There are federal limits on how much a donor can give to an official party committee per year, but following the SpeechNow ruling, there are no set limits on contributions to party-linked super PACs. For example, in 2014, the maximum a donor could give to a party committee per year was $32,400; assuming a donor who gave to all three committees of one party, that’s $97,200 to party committees. Under federal law, $97,201 would be illegal—too high a risk of quid pro quo corruption—but that same donor can give millions to party-linked super PACs. In essence, donors can multiply their legal direct party contributions by giving to party-linked super PACs at levels far beyond what Congress has determined is necessary (and the Supreme Court has so far upheld) to protect against corruption. This pattern of giving completely undermines the limits on contributions to parties.

he large donors surveyed in this study made very substantial contributions to their preferred party committees.

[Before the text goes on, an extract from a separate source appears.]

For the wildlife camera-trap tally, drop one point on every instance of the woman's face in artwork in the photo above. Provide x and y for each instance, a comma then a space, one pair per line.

The size of these contributions, while within legal limits, assured that these donors would be noticed by party fundraisers, many of whom were themselves candidates and elected officials. When these donors simultaneously embellished their financing by massively subsidizing independent Super PACs linked to the same parties in the same elections, they intensified the danger of corruption and its appearance.

By ignoring such political realities, the SpeechNow decision has helped undermine federal contribution limits, the primary means of federal regulation of campaign financing.